The story of the lead-up to the 2015 general election is the story of Nicola Sturgeon's emergence as the voice of progressive politics not only for people in Scotland but all over Britain, battered by five years of a Tory-led coalition government that has extended itself in using the 2008 global economic crisis as a pretext for waging an all-out assault against working people, the disabled, immigrants, benefit claimants, and every manifestion of the common good that still exists in British society - i.e. public services and the NHS.
The latest leaders' debate - at which Cameron's non appearance backfired spectacularly, delivering a message of malign contempt for the British electorate - saw progressive politics at long last given a mainstream platform, and how refreshing it was. Austerity is the very antithesis of humanity and its champions have much to answer for when it comes to the roll call of human despair, destitution, and damage it has wrought.
Nicola Sturgeon, along with Plaid Cymru's Leanne Wood and the Green Party's Natalie Bennett, outlined a vision of hope as an alternative to the conservatism of the mainstream parties, Labour included, who remain prisoners of Thatcherite nostrums to greater or lesser extent.
Ed Miliband's repeated rejection of Sturgeon's offer of help in keeping the Tory's out illustrated the bind he's in. Of course, in the event of a hung parliament, the Labour leader will cooperate with the SNP and other progressive forces in order to govern. But as a prospective prime minister, and with a feral right wing press south of the border to contend with, he can't admit to it with just a few weeks to go before the polls open on May 7.
It is key that Miliband becomes the next occupant of Downing Street, but that likely won't be on the back of a Labour majority. When it comes to this the political genie is well and truly out of the bottle, with those who continue to hold to the mantra that the only way of getting rid of the Tories is by voting Labour increasingly tilting at windmills.

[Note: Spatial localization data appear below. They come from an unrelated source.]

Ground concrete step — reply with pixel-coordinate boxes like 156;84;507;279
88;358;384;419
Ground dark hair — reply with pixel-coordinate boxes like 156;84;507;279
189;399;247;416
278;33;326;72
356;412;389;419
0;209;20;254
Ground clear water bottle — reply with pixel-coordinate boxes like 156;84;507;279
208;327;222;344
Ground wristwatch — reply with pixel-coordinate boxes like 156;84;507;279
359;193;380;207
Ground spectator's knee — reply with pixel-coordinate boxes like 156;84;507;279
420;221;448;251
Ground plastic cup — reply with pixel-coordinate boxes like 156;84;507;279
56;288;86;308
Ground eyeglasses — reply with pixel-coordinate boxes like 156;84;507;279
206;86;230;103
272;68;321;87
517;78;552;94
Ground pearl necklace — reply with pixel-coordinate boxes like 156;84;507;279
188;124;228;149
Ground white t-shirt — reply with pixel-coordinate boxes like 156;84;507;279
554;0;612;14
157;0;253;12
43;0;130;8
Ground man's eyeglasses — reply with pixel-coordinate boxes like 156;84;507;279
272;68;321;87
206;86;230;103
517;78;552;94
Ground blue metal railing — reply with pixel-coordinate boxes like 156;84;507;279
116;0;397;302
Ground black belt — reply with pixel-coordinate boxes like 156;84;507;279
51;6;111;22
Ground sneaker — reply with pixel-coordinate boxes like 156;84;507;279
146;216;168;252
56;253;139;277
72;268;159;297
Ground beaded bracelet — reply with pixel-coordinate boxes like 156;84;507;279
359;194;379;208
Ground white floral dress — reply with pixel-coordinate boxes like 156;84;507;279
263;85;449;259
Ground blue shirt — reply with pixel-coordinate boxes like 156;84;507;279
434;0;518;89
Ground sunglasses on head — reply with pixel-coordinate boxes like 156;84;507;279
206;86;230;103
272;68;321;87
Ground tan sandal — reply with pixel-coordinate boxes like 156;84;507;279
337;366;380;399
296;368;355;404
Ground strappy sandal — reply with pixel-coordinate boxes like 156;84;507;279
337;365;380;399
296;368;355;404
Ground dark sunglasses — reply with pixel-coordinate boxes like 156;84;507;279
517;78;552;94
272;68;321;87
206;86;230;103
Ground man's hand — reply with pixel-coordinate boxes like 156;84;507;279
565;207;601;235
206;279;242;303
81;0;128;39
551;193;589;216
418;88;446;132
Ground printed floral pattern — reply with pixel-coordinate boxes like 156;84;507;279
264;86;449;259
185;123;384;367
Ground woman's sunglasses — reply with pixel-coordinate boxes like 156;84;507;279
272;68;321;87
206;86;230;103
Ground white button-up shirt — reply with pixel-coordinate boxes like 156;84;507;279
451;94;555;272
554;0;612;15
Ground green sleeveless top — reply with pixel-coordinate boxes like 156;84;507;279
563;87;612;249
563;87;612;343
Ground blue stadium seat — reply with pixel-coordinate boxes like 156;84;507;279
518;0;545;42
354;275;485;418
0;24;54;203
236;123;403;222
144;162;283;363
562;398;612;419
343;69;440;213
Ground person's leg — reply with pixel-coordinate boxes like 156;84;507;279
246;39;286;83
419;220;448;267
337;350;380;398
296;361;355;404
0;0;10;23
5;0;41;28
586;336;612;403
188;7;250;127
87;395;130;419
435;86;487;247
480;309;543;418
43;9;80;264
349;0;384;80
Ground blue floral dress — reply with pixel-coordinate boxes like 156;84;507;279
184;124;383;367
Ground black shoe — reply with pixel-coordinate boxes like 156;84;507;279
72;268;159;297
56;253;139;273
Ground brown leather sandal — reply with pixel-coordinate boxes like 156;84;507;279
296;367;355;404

This election is not about independence. A vote for the SNP in Scotland in May is a vote against austerity and a progressive alternative to the status quo. That said, Nicola Sturgeon is clearly to the left of many within her own party, and her huge popularity, which now reaches beyond Scotland, brings with it the danger of being unable to deliver on the hope she has unleashed. But, no matter, for those whose lives have been blighted by one of the most vicious Tory governments in many years, hope is more than a word it is a lifeline.
Austerity is not only morally reprehensible it is economically illiterate, the economic equivalent of treating a cut finger by taking an axe and hacking the entire arm off. The country is crying out for an investment-led alternative in order to return sustainable growth to the economy. Such an alternative is founded on the understanding that self interest is indistinguishable from common interest and vice versa.
Tory Britain is desolate and callous place, wherein human beings are reduced to nothing more than economic units. Child poverty, pensioner poverty, the demonisation of benefit claimants, immigrants, the 'othering' of entire communities, these are the fruits of an ideology so brutal and barbaric that in a civilised society its proponents would be identified as sociopaths rather than taken seriously.
This is why Nicola Sturgeon, in articulating the need for transformational change, has become the story of the 2015 general election - to such an extent that the old saw, 'Cometh the hour, cometh the man', needs to be amended to read 'woman'.
Austerity v humanity. The choice and stakes in a general election have never been more stark.